– А я ее отобью! Такая женщина пропадает!

– Шурик. Эта женщина не пропадет. Иди работай. – Надюшу снова кольнула ревность. Ну что за бред? Такой ажиотаж вокруг придурковатой Фингаловой, а она, Надежда, опять не при делах. Даже водитель не стесняется через ее голову ломиться к Аньке. – Она сама кому хочешь все отобьет. Не утруждайся.

– Ты слушаешь? – вдруг прервала свои эротические экзерсисы Фингалова.

– А как же. Вся на слюни изошла и от зависти вспотела, – неласково сообщила Надя. – Ты себе на клумбе ничего не отморозила, сказочница? Отцвели уж давно хризантемы в саду, а ты все по клумбам кувыркаешься.

– Да я же рассказываю! Мы хотели на сеновал! Но не дошли!

– Какие страсти, однако.

– И не говори. Он волшебник.

– Ох ты! И чем он там колдовал? Ой, не говори, сама догадалась. Не будем опошлять ваше светлое чувство.

– Ты не рада, – догадалась наконец Фингалова.

– Я рада. Только еще не в полном объеме. Ты мне лучше скажи, когда бракосочетание. Ты вроде летом хотела.

– Это банально. Кольца, свадьба, – увильнула от ответа Анька. Видимо, что-то не срослось.

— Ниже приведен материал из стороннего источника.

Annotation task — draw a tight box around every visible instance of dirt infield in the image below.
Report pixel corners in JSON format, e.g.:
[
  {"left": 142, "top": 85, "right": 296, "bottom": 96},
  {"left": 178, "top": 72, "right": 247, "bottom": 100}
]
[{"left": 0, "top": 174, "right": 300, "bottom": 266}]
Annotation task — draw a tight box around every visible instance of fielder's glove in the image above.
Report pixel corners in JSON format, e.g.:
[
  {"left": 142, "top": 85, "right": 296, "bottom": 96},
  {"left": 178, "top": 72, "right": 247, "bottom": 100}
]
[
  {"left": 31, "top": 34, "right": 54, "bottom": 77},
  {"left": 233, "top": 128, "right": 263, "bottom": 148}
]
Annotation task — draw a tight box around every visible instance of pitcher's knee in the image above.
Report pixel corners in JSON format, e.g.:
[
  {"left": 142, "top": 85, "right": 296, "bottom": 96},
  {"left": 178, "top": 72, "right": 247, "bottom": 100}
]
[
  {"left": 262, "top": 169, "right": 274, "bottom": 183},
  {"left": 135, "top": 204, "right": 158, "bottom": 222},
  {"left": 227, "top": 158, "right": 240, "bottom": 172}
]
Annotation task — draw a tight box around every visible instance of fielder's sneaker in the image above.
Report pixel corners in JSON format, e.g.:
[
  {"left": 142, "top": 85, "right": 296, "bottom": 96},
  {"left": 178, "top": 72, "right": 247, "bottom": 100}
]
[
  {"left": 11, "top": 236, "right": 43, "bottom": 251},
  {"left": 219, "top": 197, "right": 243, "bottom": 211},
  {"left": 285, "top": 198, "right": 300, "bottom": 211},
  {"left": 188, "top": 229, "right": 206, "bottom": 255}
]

Наде даже стало стыдно за мелькнувшее удовлетворение. – Любовь – это такое хрупкое чувство, которое может быть разрушено штампом в паспорте.

На мгновение представив любовь, спрятанную, словно Кощеева смерть, в яйце, на которое с хрустом опускают тяжелую загсовую печать, Надежда неодобрительно заметила:

– Раньше ты категорически возражала против гражданских браков. Это тебе Костик в уши надул про хрупкое чувство?

– Что у тебя за лексика, – обиделась Фингалова. – Надул! Он очень тонко чувствующий человек.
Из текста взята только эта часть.